One of the field trips we took with the kids recently was described to us as "about bugs."

"Okay" I thought, "this is going to be boring."

It was anything but boring.  And one of the treasures the kids, along with the teachers were given to take home as a pet was a caterpillar.  However, this caterpillar, if he can be called that, will not transform into a beautiful butterfly.  Oh, no!  Not this guy.  This guy will certainly make a cocoon, but his metamorphosis will be into entirely different; a Japanese rhinoceros beetle. Well, at least I think it's that beetle.  No one knows for sure.  In Korean it's called the "stag beetle" but we can't seem to find a proper translation.  Basically this beetle will be HUGE; 35-90 mm, around the length of a man's index finger.

 The kids were sent home with these beetle larva as well, except without any instructions other than verbal instructions.  Can you imagine being a parent, and having your kid walking through the doorway with a jar filled with soil and a larva as large as your child's fist??  My mom would have had a heart attack.  Why would they not send home written instructions to the parents.  Do they actually expect 3-6 year olds to remember what they were told to do with the creatures.  And when they grow into full sized beetles, they're completely equipped with wings.  They will fly, oh yes they will.

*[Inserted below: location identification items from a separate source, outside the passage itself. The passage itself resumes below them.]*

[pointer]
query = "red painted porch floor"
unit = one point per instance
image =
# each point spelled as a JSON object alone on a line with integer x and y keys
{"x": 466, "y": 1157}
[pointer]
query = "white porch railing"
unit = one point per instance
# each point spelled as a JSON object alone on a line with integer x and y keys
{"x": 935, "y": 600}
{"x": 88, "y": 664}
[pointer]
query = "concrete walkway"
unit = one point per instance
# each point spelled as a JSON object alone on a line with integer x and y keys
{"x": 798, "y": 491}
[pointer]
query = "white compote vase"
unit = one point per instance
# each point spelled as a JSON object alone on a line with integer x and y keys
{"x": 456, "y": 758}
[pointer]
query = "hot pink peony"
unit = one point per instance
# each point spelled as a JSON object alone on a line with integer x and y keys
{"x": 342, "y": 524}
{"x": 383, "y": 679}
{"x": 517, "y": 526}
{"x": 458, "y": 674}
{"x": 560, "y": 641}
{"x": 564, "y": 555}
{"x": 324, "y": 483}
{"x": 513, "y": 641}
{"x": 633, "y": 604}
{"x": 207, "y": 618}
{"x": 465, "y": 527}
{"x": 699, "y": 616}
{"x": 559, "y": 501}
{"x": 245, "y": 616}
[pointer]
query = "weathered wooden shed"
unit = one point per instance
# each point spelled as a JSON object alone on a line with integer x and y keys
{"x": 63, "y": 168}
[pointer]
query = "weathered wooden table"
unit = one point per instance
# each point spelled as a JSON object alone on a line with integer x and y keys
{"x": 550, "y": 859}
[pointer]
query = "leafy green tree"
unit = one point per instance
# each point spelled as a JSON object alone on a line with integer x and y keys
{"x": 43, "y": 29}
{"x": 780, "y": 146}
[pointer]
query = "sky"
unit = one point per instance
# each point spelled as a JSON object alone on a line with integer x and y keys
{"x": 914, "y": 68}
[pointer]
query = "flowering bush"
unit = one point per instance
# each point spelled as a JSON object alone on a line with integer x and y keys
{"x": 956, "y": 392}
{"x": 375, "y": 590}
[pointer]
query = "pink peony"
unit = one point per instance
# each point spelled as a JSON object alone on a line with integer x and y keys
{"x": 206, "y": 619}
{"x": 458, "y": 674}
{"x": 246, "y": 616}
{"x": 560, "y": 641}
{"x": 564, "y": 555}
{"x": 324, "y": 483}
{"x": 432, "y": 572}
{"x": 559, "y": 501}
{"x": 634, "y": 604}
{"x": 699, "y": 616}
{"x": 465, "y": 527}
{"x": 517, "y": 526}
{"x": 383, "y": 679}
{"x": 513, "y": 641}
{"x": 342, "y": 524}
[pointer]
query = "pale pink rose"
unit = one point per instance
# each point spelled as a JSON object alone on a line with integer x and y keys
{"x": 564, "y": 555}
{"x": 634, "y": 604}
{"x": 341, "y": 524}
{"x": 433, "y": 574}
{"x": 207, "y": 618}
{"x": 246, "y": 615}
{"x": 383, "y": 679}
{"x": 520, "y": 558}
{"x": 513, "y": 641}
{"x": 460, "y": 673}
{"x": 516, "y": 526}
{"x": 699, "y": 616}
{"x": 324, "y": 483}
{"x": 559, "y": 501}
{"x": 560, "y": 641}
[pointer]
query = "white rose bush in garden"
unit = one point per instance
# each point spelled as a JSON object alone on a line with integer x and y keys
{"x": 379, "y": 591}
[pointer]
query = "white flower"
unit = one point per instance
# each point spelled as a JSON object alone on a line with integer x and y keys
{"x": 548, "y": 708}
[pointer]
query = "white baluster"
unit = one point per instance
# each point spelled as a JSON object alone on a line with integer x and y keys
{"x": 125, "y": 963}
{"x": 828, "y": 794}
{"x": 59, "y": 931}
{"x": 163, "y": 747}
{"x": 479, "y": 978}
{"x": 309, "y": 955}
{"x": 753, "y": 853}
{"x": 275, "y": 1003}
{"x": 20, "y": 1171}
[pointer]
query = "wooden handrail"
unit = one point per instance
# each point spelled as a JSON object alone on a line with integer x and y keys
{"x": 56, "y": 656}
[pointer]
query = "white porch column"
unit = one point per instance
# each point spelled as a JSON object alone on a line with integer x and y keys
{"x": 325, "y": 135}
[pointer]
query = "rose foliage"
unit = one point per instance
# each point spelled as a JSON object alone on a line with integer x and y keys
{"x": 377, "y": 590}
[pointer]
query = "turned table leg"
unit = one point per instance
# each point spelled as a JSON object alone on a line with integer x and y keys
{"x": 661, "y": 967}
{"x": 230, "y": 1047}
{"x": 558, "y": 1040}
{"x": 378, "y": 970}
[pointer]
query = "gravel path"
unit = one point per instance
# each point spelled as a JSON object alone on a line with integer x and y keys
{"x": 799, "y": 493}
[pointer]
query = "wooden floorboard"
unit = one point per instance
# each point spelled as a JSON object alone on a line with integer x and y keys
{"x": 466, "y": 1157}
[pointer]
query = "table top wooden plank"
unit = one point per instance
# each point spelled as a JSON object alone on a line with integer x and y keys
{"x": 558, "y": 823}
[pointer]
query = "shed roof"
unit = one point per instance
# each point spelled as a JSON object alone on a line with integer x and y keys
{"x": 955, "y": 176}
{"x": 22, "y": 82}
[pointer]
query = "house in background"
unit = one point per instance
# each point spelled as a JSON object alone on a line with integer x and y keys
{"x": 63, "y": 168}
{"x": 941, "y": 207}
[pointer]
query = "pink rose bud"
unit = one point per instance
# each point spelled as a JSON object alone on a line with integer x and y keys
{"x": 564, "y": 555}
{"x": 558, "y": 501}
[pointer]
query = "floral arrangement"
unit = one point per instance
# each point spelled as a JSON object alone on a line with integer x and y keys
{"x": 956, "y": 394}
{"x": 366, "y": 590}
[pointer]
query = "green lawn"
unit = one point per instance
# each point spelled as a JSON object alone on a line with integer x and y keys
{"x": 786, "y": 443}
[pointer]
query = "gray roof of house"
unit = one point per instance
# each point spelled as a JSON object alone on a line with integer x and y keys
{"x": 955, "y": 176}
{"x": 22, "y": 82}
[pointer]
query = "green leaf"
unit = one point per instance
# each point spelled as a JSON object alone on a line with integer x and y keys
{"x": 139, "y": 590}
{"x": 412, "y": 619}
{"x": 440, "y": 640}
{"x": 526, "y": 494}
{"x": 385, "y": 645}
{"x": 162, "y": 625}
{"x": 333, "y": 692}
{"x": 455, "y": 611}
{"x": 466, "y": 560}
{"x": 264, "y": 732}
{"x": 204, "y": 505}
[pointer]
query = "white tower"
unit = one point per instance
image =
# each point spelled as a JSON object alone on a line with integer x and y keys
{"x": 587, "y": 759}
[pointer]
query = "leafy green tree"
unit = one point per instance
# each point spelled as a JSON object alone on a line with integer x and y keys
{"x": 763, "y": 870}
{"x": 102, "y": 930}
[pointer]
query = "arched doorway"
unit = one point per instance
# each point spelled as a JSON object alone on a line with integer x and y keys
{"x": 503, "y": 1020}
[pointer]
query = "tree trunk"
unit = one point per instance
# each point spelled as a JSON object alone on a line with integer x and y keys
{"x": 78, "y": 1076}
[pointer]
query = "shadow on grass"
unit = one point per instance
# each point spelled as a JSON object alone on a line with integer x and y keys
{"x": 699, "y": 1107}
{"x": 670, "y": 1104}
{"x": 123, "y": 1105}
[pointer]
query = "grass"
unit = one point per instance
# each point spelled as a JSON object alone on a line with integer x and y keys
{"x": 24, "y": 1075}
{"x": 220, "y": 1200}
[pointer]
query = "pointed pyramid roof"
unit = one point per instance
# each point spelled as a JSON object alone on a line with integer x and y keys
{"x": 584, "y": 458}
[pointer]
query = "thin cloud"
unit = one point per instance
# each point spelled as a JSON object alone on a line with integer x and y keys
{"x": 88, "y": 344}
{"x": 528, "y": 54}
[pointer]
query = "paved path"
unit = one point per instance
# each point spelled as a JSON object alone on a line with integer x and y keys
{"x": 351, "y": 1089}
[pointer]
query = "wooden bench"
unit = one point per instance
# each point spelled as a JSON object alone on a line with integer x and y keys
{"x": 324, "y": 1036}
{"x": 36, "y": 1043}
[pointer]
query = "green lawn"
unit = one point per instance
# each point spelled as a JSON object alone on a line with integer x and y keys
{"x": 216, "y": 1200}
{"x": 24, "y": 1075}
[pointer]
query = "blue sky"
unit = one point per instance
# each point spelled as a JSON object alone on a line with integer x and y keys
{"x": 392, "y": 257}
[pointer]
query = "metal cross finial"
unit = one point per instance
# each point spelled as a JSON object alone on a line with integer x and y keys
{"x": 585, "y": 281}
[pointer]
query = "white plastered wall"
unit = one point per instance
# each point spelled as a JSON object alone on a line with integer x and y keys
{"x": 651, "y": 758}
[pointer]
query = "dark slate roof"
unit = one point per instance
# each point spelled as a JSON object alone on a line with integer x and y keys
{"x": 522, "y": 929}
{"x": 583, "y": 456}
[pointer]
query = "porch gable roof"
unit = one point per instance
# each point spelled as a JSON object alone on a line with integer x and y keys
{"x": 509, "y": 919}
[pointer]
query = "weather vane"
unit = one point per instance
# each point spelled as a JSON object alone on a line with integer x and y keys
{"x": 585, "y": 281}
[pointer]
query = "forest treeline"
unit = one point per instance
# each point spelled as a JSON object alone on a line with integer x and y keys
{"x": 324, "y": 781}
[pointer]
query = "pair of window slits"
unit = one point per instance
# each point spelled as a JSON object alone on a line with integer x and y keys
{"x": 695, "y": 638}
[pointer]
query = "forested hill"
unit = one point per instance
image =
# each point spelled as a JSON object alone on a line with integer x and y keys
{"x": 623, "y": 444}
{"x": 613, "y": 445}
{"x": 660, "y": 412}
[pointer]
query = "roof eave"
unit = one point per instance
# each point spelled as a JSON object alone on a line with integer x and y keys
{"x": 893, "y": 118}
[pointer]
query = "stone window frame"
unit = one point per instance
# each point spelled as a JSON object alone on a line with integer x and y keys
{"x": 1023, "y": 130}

I've named him George Harrison after the Beatle (from the band) who is the "forgotten Beatle." He currently resides in his jar tucked away in our cabinet as we were told that he prefers the darkness.  He requires no care.  If his soil drys up, we are to spray it lightly with water, other than that, leave him to his business of eating, growing, cocooning and growing into a humongous beetle.  I can't wait to see him progress!  Maybe I'll even send him home to my family as a gift :)

1 comment:

Katie Todd said...

Hi Vanessa,

My name is Katherine Todd and I am an entomology researcher at The Ohio State University. I am writing a scientific paper for the USDA Forest Service about insects which are specialists on ash trees in North America.

One trend that we have noticed about an insect that we are studying (the Western Hercules Beetle) is that Asian kids like to keep the beetle as pets and sometimes travel to the United States to catch the Western Hercules Beetle. We think this is a really interesting aspect of the charismatic nature of this beetle and wanted to include a picture of beetle pets in our paper. However, we're having difficulty finding such a picture.

I found your blog online and was wondering, could I please get permission to potentially use the photo of the little girl and her beetle pet in our manuscript? We would greatly appreciate your permission, but I understand if you wouldn't like to publish the picture.

Thank you for your help and sorry I couldn't just email you instead of posting a comment! I couldn't find your email listed anywhere.